Tuesday, February 18, 2014

Ad Infinitum : "Woven Within"




Ok, now there's only 21 black metal albums left to cram into the black history month...or in this case black metal history month, though rather than looking back at where black metal has been it's history seems to be reflected back to it in new bands...or one man projects as the case of this project. The one man band seems fitting for black metal due to the genre's misanthropic nature.

This is one of four metal bands that use this name, two of which are from the United States, this project is based out of Kentucky, which is impressive as this feels like it was created somewhere much colored and less colored by the restrictive tendencies many southern metal bands have to not progress much beyond what ever last year's trend was.

This album take me back to bands like Cold World and when the Depressive Black metal scene was starting to gain momentum in it's early days. It is more atmospheric I suppose if we are going to count straws as the vocals lack the sniffling and gurgling that most DSBM  has and it sounds like the cold distance it creates is more of the emotional intent than self deprecation. Not as bad  as most of the earlier "ambient" or "Atmospheric" bands in over indulging themselves in keyboard sections that drone on, the song writing is normally  focused on keeping the songs moving. There is one three minute instrumental interlude and the  albums closing song "Surfacing" is a 12 minute synth drone. The actual songs that do more than drone are pretty worthwhile.

Songs like the "Observer" lock the guitars onto a drone and hang their in a hypnotic state of suspended animation. The vocals throughout the album are in the Burzum like mid range snarl, and coated in enough over drive to sit them into the guitar mix where they serve a layer of white noise, rather than conveying any lyrics.Some snarls are more accented, some are drenched in delay and add another coat of ambiance.

The title track is pretty punishing in it's straight ahead past into the gray landscape this album creates. When the riff shifts into a lower register the guitar takes on the more droning sensation it established and maintains for the bulk of the album with varied themes of melody tracked over it.This guy is good at the arrangements, in the sense that rather than verse chorus it works in movements of ebb and flow where the sonics take slight shifts.

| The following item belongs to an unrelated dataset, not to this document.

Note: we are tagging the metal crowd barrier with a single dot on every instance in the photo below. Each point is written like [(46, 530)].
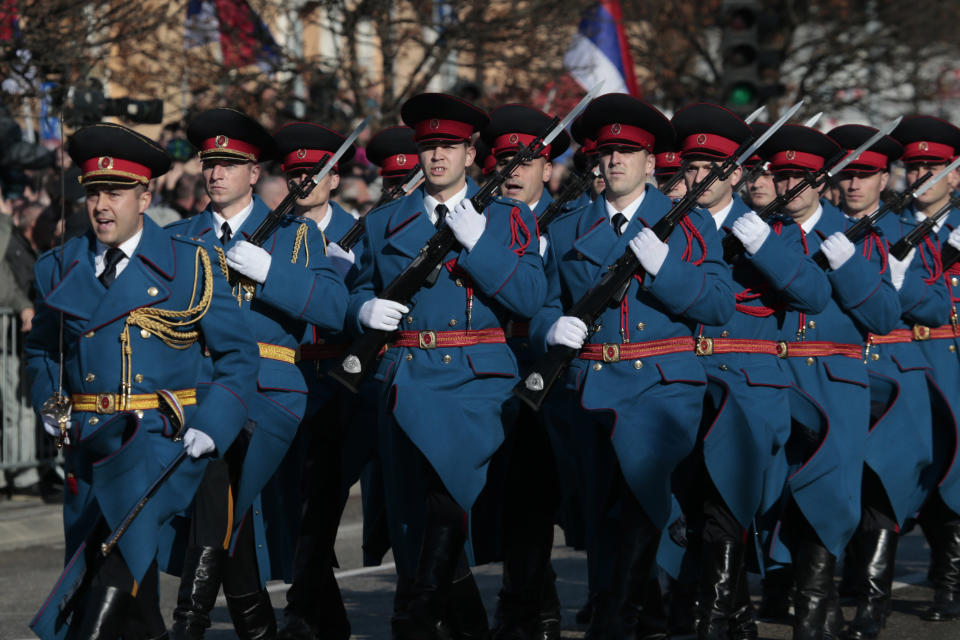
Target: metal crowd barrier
[(22, 440)]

Overall the mood that is created here is great, despite the few lapses in to synth over doses. I'll give this an 8.5 , it is much more black metal than alot of the genre mish mashes we have come across this month. Until the 200 download per month limit  is reached on Bandcamp the album can be obtained for free on their page and a limited edition pro-dubbed cassette version of the album is going to be released for all the mega -hipsters who are reverting back to tapes.